The Consortium even has a great respite program that allows children to be cared for overnight or for a few hours, by people experienced with autistic children, to give parents a break and siblings a chance to get out with mom and dad.

I know of parents who lock their doors with keyed locks to ensure their older autistic child doesn’t escape and potentially get lost or wander into a busy street or body of water.
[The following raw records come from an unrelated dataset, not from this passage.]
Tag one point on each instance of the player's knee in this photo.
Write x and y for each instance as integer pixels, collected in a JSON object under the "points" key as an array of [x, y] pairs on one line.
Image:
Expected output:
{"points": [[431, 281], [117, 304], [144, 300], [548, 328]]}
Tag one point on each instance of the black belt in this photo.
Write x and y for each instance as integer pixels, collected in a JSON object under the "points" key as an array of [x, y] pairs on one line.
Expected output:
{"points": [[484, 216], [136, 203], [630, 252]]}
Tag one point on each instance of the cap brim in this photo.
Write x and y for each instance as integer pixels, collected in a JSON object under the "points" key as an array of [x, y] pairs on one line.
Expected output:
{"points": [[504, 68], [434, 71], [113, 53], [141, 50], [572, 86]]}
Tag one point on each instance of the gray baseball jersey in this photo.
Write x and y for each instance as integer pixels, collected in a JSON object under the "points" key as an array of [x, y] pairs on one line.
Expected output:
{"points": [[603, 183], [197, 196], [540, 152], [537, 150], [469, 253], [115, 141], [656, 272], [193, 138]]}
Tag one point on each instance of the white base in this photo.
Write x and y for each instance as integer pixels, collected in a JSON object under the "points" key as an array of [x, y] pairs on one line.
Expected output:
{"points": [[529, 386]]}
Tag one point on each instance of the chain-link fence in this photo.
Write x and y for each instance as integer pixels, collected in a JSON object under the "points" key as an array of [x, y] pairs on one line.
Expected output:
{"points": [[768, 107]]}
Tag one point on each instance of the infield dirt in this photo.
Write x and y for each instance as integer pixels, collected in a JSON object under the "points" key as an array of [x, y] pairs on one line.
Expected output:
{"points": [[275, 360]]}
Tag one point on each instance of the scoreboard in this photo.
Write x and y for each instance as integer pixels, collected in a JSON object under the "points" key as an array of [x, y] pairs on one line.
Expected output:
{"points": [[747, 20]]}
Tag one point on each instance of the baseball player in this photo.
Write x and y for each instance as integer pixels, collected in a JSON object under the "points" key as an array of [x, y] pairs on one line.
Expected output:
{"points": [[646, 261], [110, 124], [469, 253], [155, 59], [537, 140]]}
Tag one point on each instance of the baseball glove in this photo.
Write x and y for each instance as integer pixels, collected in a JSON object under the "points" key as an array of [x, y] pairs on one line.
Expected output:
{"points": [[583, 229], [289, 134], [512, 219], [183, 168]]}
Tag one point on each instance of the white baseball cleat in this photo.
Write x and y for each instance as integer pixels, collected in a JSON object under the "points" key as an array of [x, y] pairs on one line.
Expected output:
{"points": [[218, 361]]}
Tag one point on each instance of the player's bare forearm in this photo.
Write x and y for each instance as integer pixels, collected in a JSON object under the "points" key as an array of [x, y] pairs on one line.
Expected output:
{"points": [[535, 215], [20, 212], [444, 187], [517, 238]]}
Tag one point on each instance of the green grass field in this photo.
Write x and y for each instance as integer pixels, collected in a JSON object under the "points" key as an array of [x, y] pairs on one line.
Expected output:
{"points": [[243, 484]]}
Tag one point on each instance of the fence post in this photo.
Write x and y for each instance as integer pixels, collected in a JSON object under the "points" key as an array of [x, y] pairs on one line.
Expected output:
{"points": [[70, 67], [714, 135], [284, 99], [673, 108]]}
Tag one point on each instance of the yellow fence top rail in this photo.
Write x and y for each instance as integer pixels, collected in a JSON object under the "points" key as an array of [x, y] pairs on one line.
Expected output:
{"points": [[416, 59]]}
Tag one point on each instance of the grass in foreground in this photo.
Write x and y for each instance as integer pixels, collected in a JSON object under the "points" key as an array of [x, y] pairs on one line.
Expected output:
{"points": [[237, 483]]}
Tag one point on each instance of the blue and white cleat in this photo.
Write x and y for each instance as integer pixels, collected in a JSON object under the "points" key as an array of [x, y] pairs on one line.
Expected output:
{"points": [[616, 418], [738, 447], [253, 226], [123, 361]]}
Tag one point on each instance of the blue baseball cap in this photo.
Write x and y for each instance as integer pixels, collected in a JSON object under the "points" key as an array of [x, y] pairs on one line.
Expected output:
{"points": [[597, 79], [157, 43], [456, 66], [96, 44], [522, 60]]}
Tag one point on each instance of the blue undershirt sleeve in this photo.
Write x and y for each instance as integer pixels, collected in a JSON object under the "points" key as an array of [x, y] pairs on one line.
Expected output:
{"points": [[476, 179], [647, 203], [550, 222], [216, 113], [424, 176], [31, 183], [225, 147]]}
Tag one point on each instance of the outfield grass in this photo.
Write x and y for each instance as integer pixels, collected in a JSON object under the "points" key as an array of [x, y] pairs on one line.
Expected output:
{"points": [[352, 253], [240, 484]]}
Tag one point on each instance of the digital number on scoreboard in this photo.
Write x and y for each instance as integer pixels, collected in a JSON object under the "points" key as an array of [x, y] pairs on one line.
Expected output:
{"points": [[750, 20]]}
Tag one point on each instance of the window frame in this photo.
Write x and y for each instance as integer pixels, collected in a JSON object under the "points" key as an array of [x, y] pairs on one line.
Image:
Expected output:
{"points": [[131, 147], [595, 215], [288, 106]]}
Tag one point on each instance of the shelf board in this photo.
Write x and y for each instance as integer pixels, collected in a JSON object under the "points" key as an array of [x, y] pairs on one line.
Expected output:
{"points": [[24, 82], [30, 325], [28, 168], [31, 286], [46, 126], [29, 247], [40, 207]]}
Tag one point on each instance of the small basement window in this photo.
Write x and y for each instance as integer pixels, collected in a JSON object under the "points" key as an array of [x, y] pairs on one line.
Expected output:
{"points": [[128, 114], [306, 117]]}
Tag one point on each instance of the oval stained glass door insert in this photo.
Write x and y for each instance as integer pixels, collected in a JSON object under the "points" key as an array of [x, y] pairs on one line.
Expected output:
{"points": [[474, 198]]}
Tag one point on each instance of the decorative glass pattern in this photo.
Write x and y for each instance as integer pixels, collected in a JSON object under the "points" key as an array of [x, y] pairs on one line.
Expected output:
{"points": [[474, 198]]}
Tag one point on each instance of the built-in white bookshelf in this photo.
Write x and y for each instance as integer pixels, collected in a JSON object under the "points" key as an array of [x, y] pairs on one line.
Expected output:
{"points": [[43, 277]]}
At least for the moment, our biggest daily worry is whether James will take instructions not to draw on the wall with his crayons too literally and decorate existing art hung on the wall or, as he did recently, use peanut butter as his medium of choice.

All kids do these things, but as families of autistic children know, the autistic kids tend to do them exponentially more often and for a much longer period in their lives. The end result is years of daily worries, added to lifelong concerns and interminable stress.

One concern I heard again and again this week from parents of autistic children was about what would happen to their child if something happened to them.

The well-off already drain their bank accounts to pay for therapy and schools. Will they have enough left to ensure their adult child will be taken care of into old age? Those who might have comfortably purchased a nice home often find themselves forced to sell their house after taking out loans to build a safe play area, and paying for therapy and other special needs.

What happens to the adult child of the family that had to rely upon state aid for therapy and had to struggle to make rent payments? We can hope his siblings became NBA All-Stars or best-selling authors, but many of these kids stand a good chance of ending up in group homes and state facilities as they grow older.

That, if for no other reason, is why this worldwide medical crisis — and it can be considered nothing else, in the context of the cost for families and society as the numbers of children with autism continues to boom — must be dealt with at the top of the list of the nation’s healthcare priorities.

Finding the cause, or causes, for autism, finding the treatments and therapies that prevent it from getting worse and even garner improvements — restoring children to families who had watched them slip away — is absolutely vital if we are not to face an epidemic that could someday literally touch every person in this nation, whether it is them, their child or sibling, a grandchild, friend’s child, co-worker’s child or even the person who might have, one day, become a co-worker, a mentor or a world leader.

When I look in James’ bright blue eyes, sometimes I wonder if he would have been a brilliant engineer, a groundbreaking scientist, a gifted musician, a doting father… And sometimes I wonder if he still might be. He’s come so far. And he still has so far to go.

In 15 years, will they have found a cure? Will the work that we’re doing now mean that he can lead a normal life, go to college, have a job and a family of his own? I don’t think anyone who knows James hopes for anything less for him.

But I do think we expect to give our all to make it so: to ensure that the most that can be done to find a cure is done, to work with him daily to help him come back outside himself and develop the skills a kid his age should have and to weather those daily stresses and little storms that can’t be any more trying for us than his life is for him.

And despite it all, James remains one of the sunniest, happiest children I know. It’s a reminder never to take your own life — every moment of it — for granted and to enjoy the blessings of every child, even if he paints with peanut butter.

World Autism Awareness Day may come just once a year, but for a growing number of people, it’s just one more day of hopes for the future.